Somam-se a isso outros compromissos (R$ 1,2 trilhão), representados por passivos da Previdência e Banco Central, perfazendo uma dívida pública de R$ 9,1 trilhões, equivalentes a 76% do PIB nacional. Desses, R$ 7,5 trilhões se referem à dívida pública federal (DPF), segundo o Tesouro Nacional.
Nota-se assim, que apenas uma parte mínima dos financiamentos ao governo geral provém do SFN e o restante vêm de investidores nacionais e estrangeiros - pessoas físicas e jurídicas. Na DPF, os detentores dos títulos são representados pelos Fundos de Previdência (24,08%), Instituições financeiras (30,47%), Fundos de Investimentos (21,47%), Não-residentes (9,62%), Governo (3,32%), Seguradoras (3,97%) e outros (7,04%). São investidores em títulos que são oferecidos pelo poder público, com critérios definidos de remuneração e resgate.
Hoje, dos títulos de dívida oferecidos pelo Tesouro Nacional (DPF), 46,38% estão indexados a taxas flutuantes, 28,01% indexados a índices de preços, 4,11% a câmbio e 21,44% com taxas prefixadas. No entanto, segundo plano de financiamento, o Tesouro Nacional fixou mudanças na oferta de títulos visando diminuir a fatia de títulos prefixados e aumentar a participação dos papéis corrigidos pela taxa Selic, de forma a criar maior atratividade por parte de investidores aos títulos. Ainda segundo o documento, a parcela da DPF vinculada à Selic deverá encerrar o ano numa faixa entre 48% e 52% do total (AgênciaBrasil), hoje de 46,38%.

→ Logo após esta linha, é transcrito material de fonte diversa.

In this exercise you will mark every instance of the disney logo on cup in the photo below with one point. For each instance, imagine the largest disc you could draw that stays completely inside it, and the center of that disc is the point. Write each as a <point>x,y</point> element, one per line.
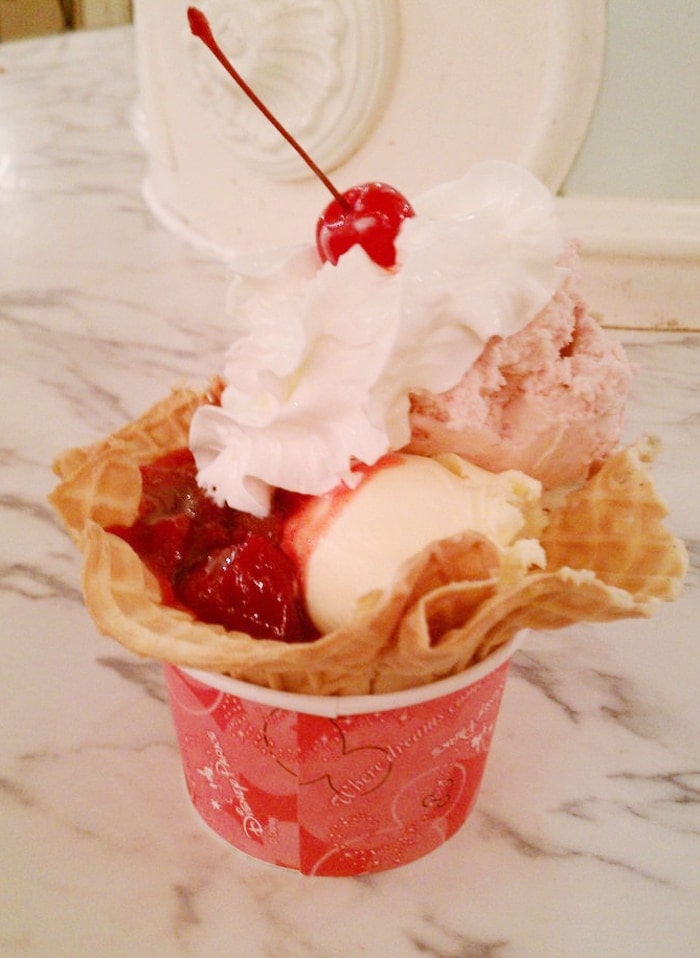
<point>252,826</point>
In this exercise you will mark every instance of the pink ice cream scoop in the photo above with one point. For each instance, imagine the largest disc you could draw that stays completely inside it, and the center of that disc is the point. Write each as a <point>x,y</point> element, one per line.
<point>548,400</point>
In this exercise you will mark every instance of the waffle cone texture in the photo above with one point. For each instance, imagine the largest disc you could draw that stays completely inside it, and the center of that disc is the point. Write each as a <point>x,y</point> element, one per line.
<point>609,557</point>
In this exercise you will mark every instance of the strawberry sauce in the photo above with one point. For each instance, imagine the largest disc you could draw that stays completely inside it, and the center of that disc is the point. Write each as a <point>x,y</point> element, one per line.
<point>221,565</point>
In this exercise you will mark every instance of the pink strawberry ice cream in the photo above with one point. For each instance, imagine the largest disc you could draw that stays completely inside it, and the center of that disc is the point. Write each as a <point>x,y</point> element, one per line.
<point>547,400</point>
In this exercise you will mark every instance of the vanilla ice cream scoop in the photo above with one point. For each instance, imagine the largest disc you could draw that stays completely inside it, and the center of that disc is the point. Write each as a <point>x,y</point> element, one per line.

Sendo assim, a expectativa do mercado é a de que a DPF ultrapasse a marca de R$ 8,5 trilhões (AgênciaBrasil) ao final de 2025 (contra os R$ 7,5 trilhões em março), quando cerca de R$ 4,5 trilhões poderão estar indexados à taxa básica de juros, de 14,75% aa neste ano e 12,50% aa em 2026, segundo Relatório Focus.
Tal montante (R$ 4,5 trilhões), quando comparados aos estoques de crédito no SFN (R$ 6,5 trilhões, podendo chegar a R$ 7,0 trilhões), temos um retrato de como a dívida pública é representativa no conjunto dos ativos financeiros, como também é dependente e fomentadora de taxas de juros mais elevadas; em especial quando a política do Tesouro Nacional deixa claro que a indexação à Selic faz parte da estratégia de rolagem da dívida, ofertando títulos de maior prêmio (juros reais embutidos na Selic) a médio e longo prazo . Há nisso uma premissa de que os juros básicos se manterão elevados por um bom tempo e em níveis suficientes para atrair investidores, permitindo assim fluxos financeiros necessários e indispensáveis para a gestão de uma dívida que ultrapassa a 63% do PIB. Assim, a dívida pública, se não define a taxa básica de juros, é fundamentalmente fomentadora de juros elevados.
Enquanto a dívida pública (em especial a DPF) esteriliza recursos superiores a 76% do PIB, que são sistematicamente retirados da economia real, os estímulos de prêmios de juros são elevados e realimentam de forma progressiva e autônoma a dívida pública. Pela previsão do Tesouro Nacional, a dívida pública do governo geral (DBGG) suba para 81,8% do PIB. Por sua vez, a IFI (Instituição Fiscal Independente), ligada ao Senado Federal, estima que a DBGG chegue a 84% do PIB em 2026, acima da projeção do governo.
Enquanto há resistência em se criar reformas representativas na economia, a armadilha criada põe em risco, não só a economia, mas também a própria gestão da dívida que a criou. Um paradoxo.